Erdogan’s pretensions to leadership of ordinary Muslims are once again being tested now that Bashar Assad has taken to slaughtering his own people en masse next door in Syria.

Erdogan has provided cover for Assad, informing him by phone last week of his continued support, but also gently requesting that the dictator implement economic reforms ‏(as if such tinkering would quell Syrians’ foundational grievances toward their sclerotic and brutal regime‏). Meanwhile, Erdogan has the gall to claim that the protests sweeping the region are attributable to Turkey’s democratic model − a model that he has been gradually undermining.

“Which country were they inspired by?” he recently asked the Turkish parliament ‏(hint: probably not the regime whose imperial predecessor ruled over the Arab world for four centuries‏).

Last week, at the annual German Marshall Fund’s Brussels Forum, I asked Turkish Minister for EU Affairs Egemen Bagis about his government’s indifference toward Assad’s crackdown.

He said that Syria is a “very important and friendly country” and that “most of the people in that large geography [of the Middle East] are looking up to Turkey and they want to have similar democratic reforms that Turkey has been conducting, in her approach to become a member of EU.” He then turned the issue on its head, however, and in what has become emblematic of Turkish diplomatic rhetoric under the AKP, cast Turkey as victim.

“So on one side, we see EU member states who are encouraging the modernization, the demand for human rights in the greater Middle East and North Africa,” he told me. “On the other side, they’re not really treating the source of inspiration of those demands, which is Turkey, with the dignity that she deserves.”

Get it? All this stagnation in the Muslim world is to be heaped on the shoulders of Europe, which has slowed Turkey’s EU accession by refusing to overlook the disturbing direction Turkey has taken under the AKP. Reporters Without Borders ranks Turkey 138 out of 178 countries for press freedom. Nearly 70 journalists are in prison and hundreds face prosecution there today. Hundreds of Kurdish politicians are also in the dock.

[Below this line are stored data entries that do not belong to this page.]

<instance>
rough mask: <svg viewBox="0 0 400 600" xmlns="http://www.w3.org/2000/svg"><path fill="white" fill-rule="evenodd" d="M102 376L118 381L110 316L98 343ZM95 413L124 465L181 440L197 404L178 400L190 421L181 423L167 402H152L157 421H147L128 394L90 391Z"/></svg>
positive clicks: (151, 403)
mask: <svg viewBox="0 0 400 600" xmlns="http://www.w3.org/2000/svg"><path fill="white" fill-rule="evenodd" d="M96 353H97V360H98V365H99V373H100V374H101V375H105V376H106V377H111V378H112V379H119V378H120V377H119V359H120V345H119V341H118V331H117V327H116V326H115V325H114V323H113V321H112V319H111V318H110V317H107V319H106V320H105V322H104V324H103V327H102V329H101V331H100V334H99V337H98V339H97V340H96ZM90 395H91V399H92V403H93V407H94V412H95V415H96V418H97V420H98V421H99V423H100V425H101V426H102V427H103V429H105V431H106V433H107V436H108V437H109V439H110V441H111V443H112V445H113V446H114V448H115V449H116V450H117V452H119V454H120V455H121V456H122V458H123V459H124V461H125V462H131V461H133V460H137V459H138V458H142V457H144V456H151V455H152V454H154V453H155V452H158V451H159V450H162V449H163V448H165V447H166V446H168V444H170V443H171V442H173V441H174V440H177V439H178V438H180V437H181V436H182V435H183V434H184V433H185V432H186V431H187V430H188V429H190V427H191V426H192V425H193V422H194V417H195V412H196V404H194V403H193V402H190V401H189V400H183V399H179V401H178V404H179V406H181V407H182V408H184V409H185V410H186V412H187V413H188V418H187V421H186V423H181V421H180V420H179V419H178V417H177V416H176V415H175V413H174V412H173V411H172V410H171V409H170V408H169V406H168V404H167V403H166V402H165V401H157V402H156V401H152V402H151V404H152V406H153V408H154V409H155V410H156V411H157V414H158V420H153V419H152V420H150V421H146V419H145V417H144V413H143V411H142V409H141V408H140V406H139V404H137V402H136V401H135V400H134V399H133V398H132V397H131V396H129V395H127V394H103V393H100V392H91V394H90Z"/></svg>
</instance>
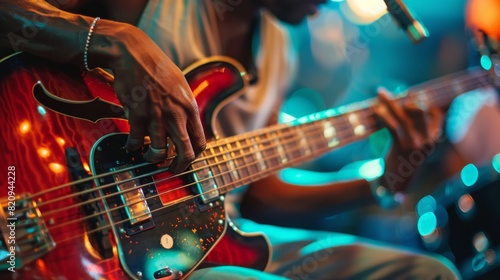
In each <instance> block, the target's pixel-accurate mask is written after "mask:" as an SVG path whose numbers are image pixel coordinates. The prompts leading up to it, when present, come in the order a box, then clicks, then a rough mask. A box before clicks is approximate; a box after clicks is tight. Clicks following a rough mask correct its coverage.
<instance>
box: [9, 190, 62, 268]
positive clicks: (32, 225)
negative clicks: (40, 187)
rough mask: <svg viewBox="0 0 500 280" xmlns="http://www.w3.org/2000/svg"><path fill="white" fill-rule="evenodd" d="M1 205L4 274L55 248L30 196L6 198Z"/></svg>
mask: <svg viewBox="0 0 500 280" xmlns="http://www.w3.org/2000/svg"><path fill="white" fill-rule="evenodd" d="M9 198H13V197H9ZM0 204H1V205H2V207H0V230H1V237H2V238H1V240H0V252H2V255H0V270H7V269H10V268H11V267H14V266H15V267H16V268H20V267H22V266H23V265H25V264H27V263H29V262H32V261H33V260H36V259H39V258H40V257H41V256H43V255H45V254H47V253H48V252H49V251H50V250H52V249H53V248H54V247H55V245H56V244H55V242H54V240H53V239H52V237H51V236H50V234H49V231H48V229H47V226H46V225H45V222H44V220H43V219H42V216H41V213H40V210H39V209H38V207H37V205H36V202H34V201H33V200H31V199H30V198H28V195H27V194H24V195H19V196H16V197H15V199H8V198H4V199H2V200H0ZM13 209H15V210H13ZM12 262H14V263H12Z"/></svg>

Hundreds of academics, civil society activists and businessmen have been languishing in jail for years as accused conspirators in the infamous “Ergenekon” affair. When the American envoy to Ankara criticized these moves, Erdogan sneered that he was a “rookie ambassador.”

To be sure, Turkey before the AKP was hardly a beacon of democracy. And Turkey has reason to seek better relations with its neighbor Syria. Just over 10 years ago, Damascus’ sponsorship of a Kurdish terrorist group nearly brought the two nations to war. This enmity derived from the Assad regime’s anxiety about the erstwhile Western tilt of its neighbor. But now that the moderately Islamist AKP is in power, relations have improved dramatically.

In 2003, Turkey refused to cooperate in the American-led assault on Iraq, which boosted Ankara in Assad’s eyes. In 2009, the two nations completed their first joint military exercise and reopened their borders. Trade doubled from $800 million in 2006 to $1.6 billion in 2009.

But the rapprochement has not led to the sort of liberalization in Syria that Bagis suggests it would, and Turkey has been content to condone the depredations of its repressive neighbor.

Just imagine what the AKP reaction would be to an unprovoked, murderous American or Israeli attack on a mosque, which is exactly what Assad ‏perpetrated last week.

No country, especially one with pretensions to being a regional power, can be expected to have a foreign policy that is at all times the product of an absolute and unblemished moral code. America’s intervening in Libya − while it largely ignores regime crackdowns in allied nations like Bahrain, Yemen and Saudi Arabia − is demonstrative of this fact. Yet given the baleful turn Turkey has taken on the world stage in recent years, one can’t help but suspect that the fundamental problems with its foreign policy lay in the AKP’s principles more than in its practices.